A. Denise Winter says: Winter is a great time of year to get married as most venues will be decorated already, not just with a tree but with beautiful candles and fairylights. Most have outside lighting too, which you can use to capture stunning images with a festive feel.
Q. My hubby-to-be and I are worried about having our pictures taken on our big day. We're not the best posers but would love a few snaps in the venue's wintry grounds. What would you suggest we do?
A. Fiona Ingvarsson says: It's actually pretty easy to overcome your fear. To get the best results, simply concentrate on your hands and feet. Our natural response is to stand stiff and frozen because we're concentrating too much on getting the perfect picture. By shifting our weight from one foot to another, we create mobility in our hips and feet.
Here is a little experiment for you: Next time you're standing, take note of how you stand. Better still, the next you go for a wedding dress fitting, stand in front of the mirror and look at how shifting your weight from one foot to the other affects the movement in your lower body.

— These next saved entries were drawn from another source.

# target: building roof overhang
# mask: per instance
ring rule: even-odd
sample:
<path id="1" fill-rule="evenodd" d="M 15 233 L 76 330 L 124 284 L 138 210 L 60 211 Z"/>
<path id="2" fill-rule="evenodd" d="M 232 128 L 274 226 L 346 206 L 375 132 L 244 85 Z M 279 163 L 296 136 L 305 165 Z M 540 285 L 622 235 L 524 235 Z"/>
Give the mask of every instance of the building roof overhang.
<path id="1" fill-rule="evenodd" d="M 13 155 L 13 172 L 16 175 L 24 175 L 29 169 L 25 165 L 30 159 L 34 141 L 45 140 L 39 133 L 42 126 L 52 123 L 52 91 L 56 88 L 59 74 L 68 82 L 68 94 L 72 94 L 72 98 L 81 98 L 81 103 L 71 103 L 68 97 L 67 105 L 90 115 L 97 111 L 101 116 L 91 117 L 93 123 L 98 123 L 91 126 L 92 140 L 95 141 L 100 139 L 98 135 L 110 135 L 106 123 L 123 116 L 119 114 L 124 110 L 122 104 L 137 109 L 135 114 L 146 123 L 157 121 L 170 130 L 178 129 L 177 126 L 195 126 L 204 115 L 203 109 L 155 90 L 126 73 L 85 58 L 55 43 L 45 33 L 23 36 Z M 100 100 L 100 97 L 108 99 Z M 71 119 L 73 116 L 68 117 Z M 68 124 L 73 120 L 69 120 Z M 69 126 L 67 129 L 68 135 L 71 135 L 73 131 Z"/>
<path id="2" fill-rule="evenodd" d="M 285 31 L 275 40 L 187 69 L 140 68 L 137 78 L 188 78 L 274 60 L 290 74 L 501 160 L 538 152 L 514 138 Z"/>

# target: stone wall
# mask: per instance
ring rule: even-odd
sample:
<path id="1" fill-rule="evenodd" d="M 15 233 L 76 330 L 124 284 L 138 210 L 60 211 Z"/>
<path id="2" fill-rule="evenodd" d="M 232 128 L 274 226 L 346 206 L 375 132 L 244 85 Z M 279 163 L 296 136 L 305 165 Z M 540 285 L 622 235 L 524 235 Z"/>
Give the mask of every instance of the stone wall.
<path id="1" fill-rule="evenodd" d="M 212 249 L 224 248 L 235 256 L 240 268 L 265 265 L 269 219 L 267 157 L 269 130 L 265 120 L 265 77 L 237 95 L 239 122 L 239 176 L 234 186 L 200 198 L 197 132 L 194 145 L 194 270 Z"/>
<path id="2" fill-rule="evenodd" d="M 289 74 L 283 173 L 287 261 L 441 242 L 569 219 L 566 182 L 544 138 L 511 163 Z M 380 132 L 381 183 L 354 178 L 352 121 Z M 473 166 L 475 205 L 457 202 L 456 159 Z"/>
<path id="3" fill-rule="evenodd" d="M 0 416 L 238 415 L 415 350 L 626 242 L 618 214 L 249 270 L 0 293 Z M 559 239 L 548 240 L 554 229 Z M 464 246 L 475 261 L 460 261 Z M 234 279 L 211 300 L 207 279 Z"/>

What does it do to your hips and how does it create a shape in your gown?
Once you feel comfortable with your feet, you can start to think about your hands. These are generally awkward and need something to do, so by giving them a purpose, they can actually make us feel more relaxed. Just by resting your hands on your thighs, hips or groom's chest can make all the difference.
It may seem like there are a lot of posing techniques to remember, but your photographer will know how to create beautiful portraits and everything will fall into place.
Q. We're planning our autumnal wedding and have decided we're going to have some outdoor shots whatever the weather, but what should we arrange for on the day to make sure we're prepared?
A. Colin Miller says: English weather can be somewhat unpredictable. Here are my top tips for making sure you capture amazing pictures:
- Ensure your photographer can work in all conditions.
- Be prepared for cold weather. You want to be comfortable in your photos, so make sure you're prepared. Needless to say, a frozen bride won't photograph well!
- If the sun is shining, try and take pictures with a dark green, orange or yellow backdrop.
- Location is key. Pick a spot that captures the season in all its vibrancy and variety.
- It's always a good idea to have a few umbrellas handy.
Pretty as a picture
Q. We want lovely photographs, but we're limited by our budget. Do you have any suggestions?
A. Denise Winter says: - Find a photographer whose work you love and make sure you feel comfortable around them.
- Enquire and see whether your chosen company offer partial coverage. If so, decide what parts of the day you want to capture the most. Keep in mind that it's better to have a few incredible images than a full-day of mediocre pictures.
- If your supplier has two photographers, enquire and see if it's cheaper to book just one.
Q. We're tying the knot in August and although this will be lovely for having the images outside we're worried about the look of the photos and guests in bright sunshine if they all have their sunglasses on! What do you advise?
A. James Slade says: I find that natural/documentary-style photographs of wedding guests wearing sunglasses can add to the story of your day, it just shows how lovely your wedding was and makes for better pictures than squinty eyes. This being said, it's essential that the sunglasses are removed for the formal group shots. To avoid the “sun in the eyes” look, I make sure the guests aren't facing the sun and fill the photo with the flash on my camera, this way all harsh shadows are removed and all the guests are comfortable without having to wear their sunglasses.